These are Steve Reick’s thoughts on the “tax freeze” bill that didn’t pass the Senate after sailing out of the House:
Electoral Chicken Feed Disguised as a Tax Freeze
Posted on November 10, 2017
They call it “Veto Session”, but it really ought to be called “Propose Bills and Make Speeches That Can Be Used on Campaign Materials Session”.
Case in point: Senate Bill 851, which would require counties to freeze all property tax levies for two years, and would increase the real estate homestead exemption from $6,000 to $10,000 and would increase the Senior homestead exemption from $5,000 to $8,000.
Generally, I’d say that anything that lowers property taxes is a good thing, and I’d be in full support. What S.B. 851 does is give everyone in Illinois the same homestead and Senior exemption that was given to Cook County in May.
However, if it wasn’t good enough to give to everyone outside Cook County then, what makes it such a good idea now?
Electoral politics, of course.
The bill’s sponsor is considered a target in the November election and needs to burnish her credentials for the folks back home.
I voted against S.B. 473 in May because it did nothing for the people in my district, and while it now gives us the same treatment as Cook County, the combination of this with the two-year freeze will do more harm than good.
And here’s why:
- First of all, it paints all taxing districts with the same broad brush. There are plenty of taxing districts here in McHenry County that have held their levies flat for years, and in some instances decreased them. They don’t need that model of financial rectitude, the Illinois legislature, to tell them how to do their business.

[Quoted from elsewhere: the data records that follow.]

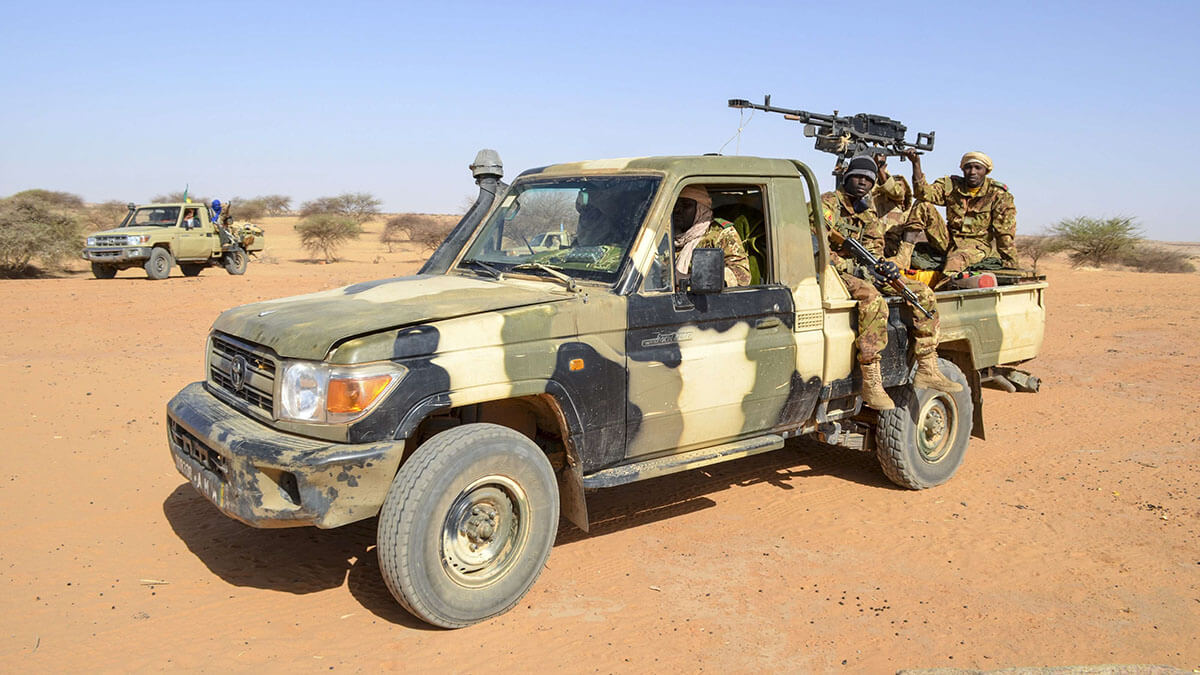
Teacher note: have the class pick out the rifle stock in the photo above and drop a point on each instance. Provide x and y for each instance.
(870, 261)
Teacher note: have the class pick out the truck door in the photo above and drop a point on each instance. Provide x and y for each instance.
(706, 369)
(195, 233)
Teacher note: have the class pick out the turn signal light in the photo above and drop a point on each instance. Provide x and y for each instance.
(354, 395)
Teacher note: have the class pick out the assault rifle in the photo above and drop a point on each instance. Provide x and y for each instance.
(849, 136)
(863, 256)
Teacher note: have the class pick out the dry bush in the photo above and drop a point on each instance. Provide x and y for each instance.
(324, 233)
(1096, 242)
(1145, 257)
(36, 226)
(1036, 246)
(360, 207)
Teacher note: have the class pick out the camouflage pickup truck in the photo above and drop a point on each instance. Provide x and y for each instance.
(155, 237)
(469, 405)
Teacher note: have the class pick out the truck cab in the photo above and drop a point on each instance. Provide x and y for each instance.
(469, 405)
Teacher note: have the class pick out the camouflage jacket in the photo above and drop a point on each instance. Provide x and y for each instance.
(723, 236)
(893, 198)
(867, 227)
(973, 221)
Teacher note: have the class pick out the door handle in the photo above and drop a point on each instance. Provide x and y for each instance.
(768, 322)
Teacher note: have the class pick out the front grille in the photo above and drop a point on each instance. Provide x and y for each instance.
(195, 448)
(258, 381)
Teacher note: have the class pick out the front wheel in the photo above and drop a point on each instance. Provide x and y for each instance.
(922, 441)
(159, 266)
(235, 261)
(468, 525)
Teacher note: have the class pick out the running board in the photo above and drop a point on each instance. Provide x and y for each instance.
(684, 461)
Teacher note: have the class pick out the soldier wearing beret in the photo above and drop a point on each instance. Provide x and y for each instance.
(979, 213)
(851, 211)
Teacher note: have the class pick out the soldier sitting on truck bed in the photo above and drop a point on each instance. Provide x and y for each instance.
(694, 227)
(851, 211)
(979, 214)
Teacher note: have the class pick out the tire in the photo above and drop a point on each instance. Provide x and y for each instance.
(473, 485)
(159, 266)
(235, 261)
(922, 442)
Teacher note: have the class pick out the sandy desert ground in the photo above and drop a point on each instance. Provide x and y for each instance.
(1072, 536)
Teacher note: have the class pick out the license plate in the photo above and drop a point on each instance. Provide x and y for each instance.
(203, 481)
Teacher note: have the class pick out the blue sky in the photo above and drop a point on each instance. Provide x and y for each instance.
(1086, 108)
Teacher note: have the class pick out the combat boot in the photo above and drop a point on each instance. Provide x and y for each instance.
(874, 395)
(929, 376)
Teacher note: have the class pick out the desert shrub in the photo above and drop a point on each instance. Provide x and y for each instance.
(106, 215)
(325, 233)
(1096, 242)
(1144, 257)
(36, 227)
(1036, 246)
(359, 205)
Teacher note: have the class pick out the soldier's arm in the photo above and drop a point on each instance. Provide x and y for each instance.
(1003, 226)
(737, 263)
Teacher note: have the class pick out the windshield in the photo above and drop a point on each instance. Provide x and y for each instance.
(154, 215)
(582, 226)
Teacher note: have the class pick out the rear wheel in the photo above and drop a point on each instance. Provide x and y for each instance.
(922, 442)
(468, 524)
(235, 261)
(159, 266)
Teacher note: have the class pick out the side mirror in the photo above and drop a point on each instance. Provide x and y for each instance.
(707, 270)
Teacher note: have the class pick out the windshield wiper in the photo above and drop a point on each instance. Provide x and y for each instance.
(485, 268)
(553, 272)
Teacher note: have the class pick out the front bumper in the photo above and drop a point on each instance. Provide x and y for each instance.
(267, 478)
(96, 255)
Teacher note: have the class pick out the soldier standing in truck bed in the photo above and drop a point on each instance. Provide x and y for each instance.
(851, 211)
(979, 213)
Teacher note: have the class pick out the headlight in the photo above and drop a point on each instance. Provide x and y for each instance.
(316, 392)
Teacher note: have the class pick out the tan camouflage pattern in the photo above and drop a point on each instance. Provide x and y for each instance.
(976, 223)
(723, 236)
(682, 377)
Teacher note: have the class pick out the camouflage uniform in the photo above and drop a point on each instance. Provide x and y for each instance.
(873, 309)
(972, 221)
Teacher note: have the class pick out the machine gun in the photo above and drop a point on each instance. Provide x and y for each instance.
(864, 257)
(849, 136)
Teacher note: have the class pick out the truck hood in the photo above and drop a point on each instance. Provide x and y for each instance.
(307, 327)
(136, 230)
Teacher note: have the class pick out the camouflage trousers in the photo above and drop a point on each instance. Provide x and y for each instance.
(873, 318)
(960, 251)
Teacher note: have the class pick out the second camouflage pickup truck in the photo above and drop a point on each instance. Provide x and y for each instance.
(468, 405)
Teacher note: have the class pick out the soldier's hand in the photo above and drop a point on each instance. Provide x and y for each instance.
(887, 269)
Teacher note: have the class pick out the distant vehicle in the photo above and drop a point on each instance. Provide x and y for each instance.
(156, 237)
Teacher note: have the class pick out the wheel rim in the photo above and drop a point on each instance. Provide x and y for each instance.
(937, 425)
(485, 531)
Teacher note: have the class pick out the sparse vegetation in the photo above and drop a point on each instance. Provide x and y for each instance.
(424, 230)
(1145, 257)
(360, 207)
(1097, 242)
(324, 233)
(37, 225)
(1036, 246)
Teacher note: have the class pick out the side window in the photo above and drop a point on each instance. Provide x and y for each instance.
(659, 276)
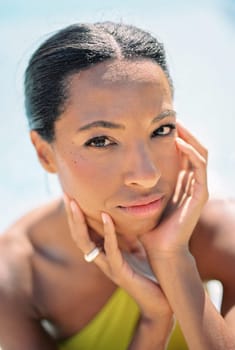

- Second, the combination of increased exemptions and the freeze will do nothing to lower property taxes; all it will do is shift that burden to renters and businesses. We’re having a hard enough time as it is attracting and keeping businesses in this county, we don’t need to drive up their tax burdens even further.
- While property taxes are too high, S.B. 851 carves out an important exemption: debt. Local governments have in most cases already set their budgets for the current year. If this bill were to be enacted, they’d be driven into a situation of having to borrow to pay current bills. Raise your hand if you think that’s a good idea.
I’ll be the first to say we need property tax reform, I’ve been saying it for years. But you don’t get reform by offering up “gotcha” bills just before an election year.
I spoke against the bill on the floor of the House, my comments are here:
Here’s the final clue that this bill was just electoral chicken feed.
After passing the House, the Senate adjourned without taking it up.